Embedding layer, why is it needed?

Hi everyone,

This is not particularly tied to any assignment, but more like a question to improve my understanding.

I understand what embeddings are for: they are the internal representation of words in a smaller dimension for the model. The question is: for the LSTM and for RNN, why do you need an embedding layer before? I also saw they are used as the first layer for the sentiment classification.

What is the intuition behind placing them there? And how will the model use the layer (intuitively speaking) for predictions? I’m puzzled because there is a weight matrix and other training weights involved in the other layers, so I though the information there would be more important.

Thanks in advance

The embedding layer as far as I understand is just a mathematical space representation (vector space) of words and this has been arranged as such so that its easier to process compared to raw words (or someother encoding), there are also other qualities to it as you say.

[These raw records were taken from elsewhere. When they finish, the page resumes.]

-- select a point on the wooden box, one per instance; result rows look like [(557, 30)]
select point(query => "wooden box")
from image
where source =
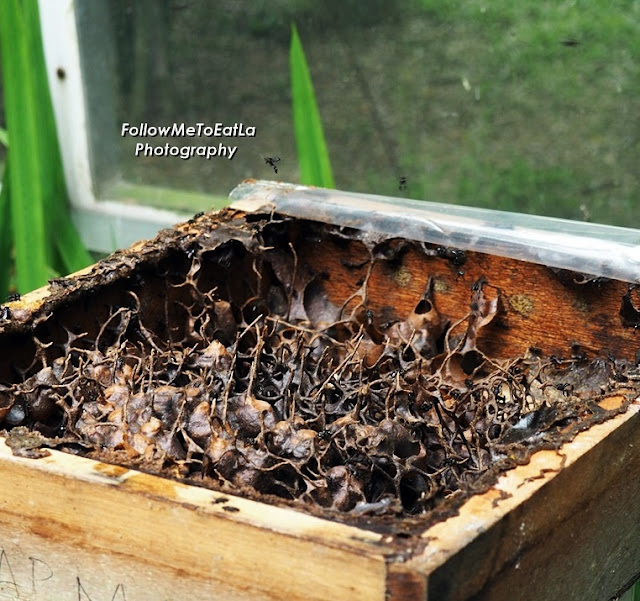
[(563, 525)]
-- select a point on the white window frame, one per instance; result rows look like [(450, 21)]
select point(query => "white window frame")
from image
[(104, 225)]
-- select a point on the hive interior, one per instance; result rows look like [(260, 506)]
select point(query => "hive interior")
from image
[(221, 354)]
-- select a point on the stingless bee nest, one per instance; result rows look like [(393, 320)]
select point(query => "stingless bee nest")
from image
[(218, 357)]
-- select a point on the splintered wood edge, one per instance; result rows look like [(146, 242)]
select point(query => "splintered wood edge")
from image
[(223, 539), (513, 488)]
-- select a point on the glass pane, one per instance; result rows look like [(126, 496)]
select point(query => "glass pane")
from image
[(529, 106)]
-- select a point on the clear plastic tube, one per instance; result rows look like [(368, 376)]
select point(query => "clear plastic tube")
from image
[(590, 248)]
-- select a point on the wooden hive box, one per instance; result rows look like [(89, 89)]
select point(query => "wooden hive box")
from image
[(563, 522)]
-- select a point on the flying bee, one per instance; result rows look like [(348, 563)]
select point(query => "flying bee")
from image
[(271, 161)]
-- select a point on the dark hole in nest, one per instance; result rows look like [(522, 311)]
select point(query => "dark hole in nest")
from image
[(228, 365)]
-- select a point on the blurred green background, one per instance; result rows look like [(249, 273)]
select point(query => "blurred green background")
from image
[(523, 106)]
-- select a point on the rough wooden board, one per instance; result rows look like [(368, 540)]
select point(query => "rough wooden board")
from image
[(544, 309), (565, 526), (137, 524)]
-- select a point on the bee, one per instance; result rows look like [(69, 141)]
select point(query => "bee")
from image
[(271, 161)]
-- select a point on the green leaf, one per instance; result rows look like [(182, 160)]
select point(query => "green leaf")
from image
[(313, 158), (46, 241), (24, 168), (69, 252), (6, 239)]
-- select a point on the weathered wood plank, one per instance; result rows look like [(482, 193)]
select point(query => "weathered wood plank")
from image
[(565, 526), (134, 524)]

These representations are feeds to the RNN which is then trained to find weights and biases so it can become able to predict. The embeddings themselves dont have much predictive power.

Is there an intuitive way to explain why it is “easier to process” with the embedding layer?

Let’s say If we had a regular input: e.g. [248, 1028, 1, 44, 0, 0] for a padded input sentence. Which abstraction power will the embedding layer provide to the network once this is fed in?

The advanrages are that they are already processed and optimized to be used further. Even if you use padded inputs you still have to build vector representations in your model.

Hi @Jose_Leal_Domingues

Let me offer you one analogy/intuition to illustrate what the embedding layer is and why it is useful.

As you correctly understand, the embedding layer is “internal representation of words in a smaller dimension for the model”. Here the “representation” is a vector (a list of numbers) and “smaller” means that it is smaller than the whole dictionary or any other very large number.

So if you want to “represent” a word that computer could work with, you need to convert it to vector of numbers. For example word “refrigerator” could be assigned a number 1028 by a tokenizer, which (the number 1028) then passed to an embedding layer could produce a vector of numbers like [3.14, 2.5, -0.2, 0.1, 1.2]. Here, the embedding dimension is 5 which means that all the words you could use are reduced to 5 dimensions. For a simplicity sake, we could “imagine/pretend” that the first dimension is “whiteness vs blackness” (+10 meaning very white, -10 meaning very black), second dimension could be “heavyness vs lightness” (10 very heavy, -10 very light), third could be “good vs evil” and so on. The bigger the embedding dimension the more ways you could assign value “x vs y”.

So if you pass a sentence “White refrigerator is evil.” The tokenizer would convert it to numbers [320, 1028, 5, 128, 1] or for example [320, 1028, 5, 128, 1, 0, 0, 0] with padding (shape (8,)).

When you pass this to an embedding layer, what it could return would be:

[[10, 0.01, 2.3, 0.1, 0.1], # White
[3.14, 2.5, -0.2, 0.1, 1.2], # Refrigerator
[0.02, 0.3, 1.3, -0.5, 5], # is
[-1.7, 1.7, -9.2, 0.1, 0.1] # evil
[-0.1, 0.1, -0.2, 0.1, 0.1] # .
[0.01, 0.01, 0.1, 0.1, 0.1] # [pad]
[0.01, 0.01, 0.1, 0.1, 0.1] # [pad]
[0.01, 0.01, 0.1, 0.1, 0.1]] # [pad]

Shape - (8, 5)

So the placement of the embedding layer in front (before passing tensors to RNN, MLP or whatever) is needed because it maps integers to their representations in the embedding space. So for example how an rnn could work with the sequence :

hidden state: [0, 0, 0, 0, 0],
input : [10, 0.01, 2.3, 0.1, 0.1], # White

hidden state: [2, 0, 0.4, 0.1, -2]

Next step:
hidden state: [2, 0, 0.4, 0.1, -2]
input : [3.14, 2.5, -0.2, 0.1, 1.2], # Refrigerator

hidden state [7, 1, -0.3, -0.1, -0.3]


Of course, the “whiteness vs blackness”, “heavyness vs lightness”, “good vs evil” is just for illustration purposes, in reality the embedding layer “tries it’s best” to assign values (for each embedding dimension, for each word), that minimize some loss.